Most surprisingly, this week, “the YouTube team” sent me another notice, saying the video for the lead cut on my last record will no longer be paired with ads. This anti-war, anti-greed, anti-sin song is too potentially offensive.
Funniest bit: Since they just yanked it from monetization, it’s showing up in the analytics page for the last 30 days as one of my top-moneymaking videos this month.
Now, for a guy on my level, that’s a bit less than a nickel. Hardly a fortune, but yet another nickel I as a writer and musician won’t make.
For a sense of what this code-driven content nannying means to a YouTuber with more at stake, here’s Hank Green of vlogbrothers to give you his take. You’ve seen their stuff a gazillion times, if only the SciShow. I’ve cued up this vid to start at the explanation of #Adpocalypse, but the whole thing’s worth watching.

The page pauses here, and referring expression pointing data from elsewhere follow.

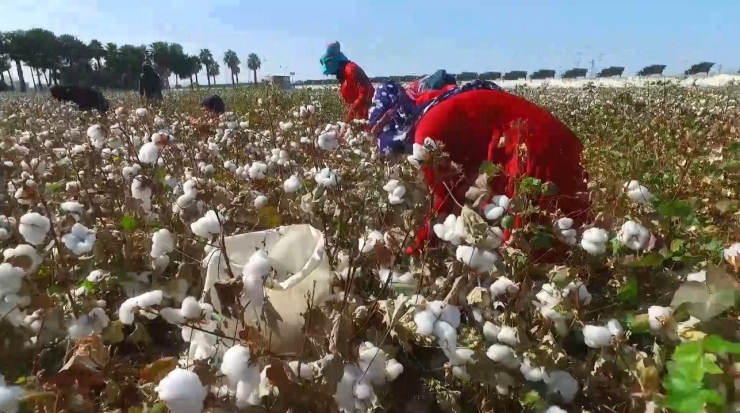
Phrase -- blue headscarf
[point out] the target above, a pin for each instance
(394, 137)
(332, 59)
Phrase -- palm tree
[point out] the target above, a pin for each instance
(214, 70)
(232, 61)
(206, 59)
(16, 46)
(97, 52)
(254, 64)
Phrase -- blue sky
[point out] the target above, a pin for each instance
(394, 37)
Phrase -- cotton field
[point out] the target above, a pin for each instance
(257, 262)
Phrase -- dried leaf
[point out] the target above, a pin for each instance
(154, 372)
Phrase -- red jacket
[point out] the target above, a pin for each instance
(357, 92)
(471, 126)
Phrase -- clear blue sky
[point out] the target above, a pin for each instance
(410, 36)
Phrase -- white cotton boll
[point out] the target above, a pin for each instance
(162, 243)
(258, 170)
(260, 201)
(292, 185)
(425, 321)
(477, 258)
(700, 276)
(508, 335)
(637, 193)
(366, 244)
(326, 177)
(503, 285)
(500, 353)
(563, 383)
(596, 336)
(80, 240)
(491, 331)
(149, 153)
(208, 225)
(614, 327)
(594, 241)
(393, 369)
(328, 141)
(451, 230)
(34, 227)
(182, 391)
(656, 314)
(634, 236)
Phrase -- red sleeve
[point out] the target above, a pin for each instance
(358, 80)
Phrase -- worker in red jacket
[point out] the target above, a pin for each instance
(480, 122)
(357, 91)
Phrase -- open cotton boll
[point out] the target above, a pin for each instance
(162, 243)
(594, 241)
(658, 315)
(596, 336)
(292, 185)
(149, 153)
(637, 193)
(477, 258)
(326, 177)
(451, 230)
(563, 383)
(208, 225)
(80, 240)
(366, 244)
(634, 236)
(503, 285)
(34, 227)
(182, 391)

For people like the Greens (and YouTube itself, for that matter) who have premised their production model on clickad revenue, Adpocalypse is insult and injury. And it’s only going to get worse, because of what Google, and YouTube, and conventional TV producers are building.

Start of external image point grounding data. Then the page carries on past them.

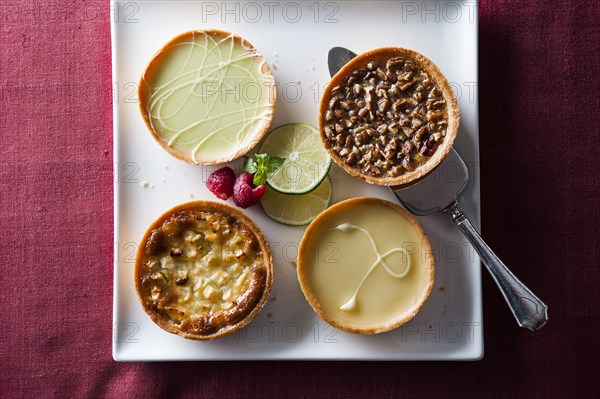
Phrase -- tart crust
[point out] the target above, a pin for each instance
(244, 276)
(383, 55)
(314, 302)
(143, 95)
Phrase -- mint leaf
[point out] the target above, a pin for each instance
(250, 165)
(259, 177)
(274, 164)
(262, 166)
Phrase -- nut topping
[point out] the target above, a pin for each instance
(386, 118)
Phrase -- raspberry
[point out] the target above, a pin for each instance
(245, 193)
(220, 182)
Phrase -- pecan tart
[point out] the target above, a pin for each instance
(203, 270)
(389, 117)
(365, 265)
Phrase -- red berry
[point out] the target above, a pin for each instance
(220, 182)
(245, 193)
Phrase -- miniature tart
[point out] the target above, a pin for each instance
(365, 265)
(203, 270)
(207, 97)
(389, 116)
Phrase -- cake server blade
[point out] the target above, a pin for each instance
(438, 192)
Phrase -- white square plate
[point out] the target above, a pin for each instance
(295, 36)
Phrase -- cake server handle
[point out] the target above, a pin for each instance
(528, 309)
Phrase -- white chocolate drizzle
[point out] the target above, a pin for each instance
(191, 80)
(380, 259)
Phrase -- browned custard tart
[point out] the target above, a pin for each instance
(389, 116)
(203, 270)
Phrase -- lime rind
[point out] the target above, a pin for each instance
(307, 162)
(297, 210)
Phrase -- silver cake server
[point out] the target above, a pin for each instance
(440, 193)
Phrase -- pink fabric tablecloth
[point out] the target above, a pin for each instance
(540, 161)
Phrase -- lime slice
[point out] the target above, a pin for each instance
(297, 210)
(306, 160)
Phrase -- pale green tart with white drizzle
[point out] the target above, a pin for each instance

Tristan Snell, writing for Tubefilter, broke it down neatly this spring:
Yet this trend is bigger than just YouTube: none of the large public-company digital video platforms are interested in focusing on individuals digital creators anymore. All of them are moving “upmarket” to focus on TV — or on TV-like content, with longer formats and more advertiser-friendly subject matter. This is happening right at the same time that the larger media companies are unbundling their content and looking to broadcast on mobile and the web. These moves show no signs of ending or reversing, and in fact they follow well-known patterns in the business world.
Moving to a TV-like model also carries with it a second important shift: at any ad-supported media network, when advertisers get pitted against entertainers and producers, the advertisers always win. The #Adpocalypse is the clearest manifestation of this reality to date, and it will be far from the last. If you rely only on advertisers, then the advertisers choose what airs.

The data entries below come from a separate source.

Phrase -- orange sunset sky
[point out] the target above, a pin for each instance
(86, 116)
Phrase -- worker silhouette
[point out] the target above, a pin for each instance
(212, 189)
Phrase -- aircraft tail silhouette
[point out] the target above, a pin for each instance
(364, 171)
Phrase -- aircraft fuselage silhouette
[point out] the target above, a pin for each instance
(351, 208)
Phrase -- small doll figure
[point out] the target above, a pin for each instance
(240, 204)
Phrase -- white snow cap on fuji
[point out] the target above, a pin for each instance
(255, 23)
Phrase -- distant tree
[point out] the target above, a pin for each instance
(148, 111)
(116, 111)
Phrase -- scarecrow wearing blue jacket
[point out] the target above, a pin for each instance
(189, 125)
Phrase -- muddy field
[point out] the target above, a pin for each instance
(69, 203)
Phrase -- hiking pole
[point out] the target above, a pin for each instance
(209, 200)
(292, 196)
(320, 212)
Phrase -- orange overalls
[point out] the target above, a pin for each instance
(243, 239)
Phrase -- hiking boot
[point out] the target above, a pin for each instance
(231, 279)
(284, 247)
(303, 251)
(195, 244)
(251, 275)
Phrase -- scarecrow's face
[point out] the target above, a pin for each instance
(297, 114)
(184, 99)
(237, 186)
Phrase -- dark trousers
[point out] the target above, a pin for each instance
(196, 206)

Creators and their managers are thus approaching a crossroads. The platforms that built the digital video ecosystem are now leaving it behind, and it is now time for the ecosystem to evolve. New platforms must fill the void, and creators need multiple revenue streams open to them — rather than being overly dependent on advertisers.
Like Hank Green’s video above, Snell’s article has been excepted to move the diary along, but is well worth eating whole. His larger point is that the digital video field is like many businesses: due to its popularity as an innovator and equalizer, it is moving up to play in a bigger field and, ironically, must sacrifice the very innovation and democratization that enabled its success to appeal to advertisers.
It will be interesting to see if smaller creators like the Greens (and midgets like myself) can find another platform in which to produce and (we do hope) profit.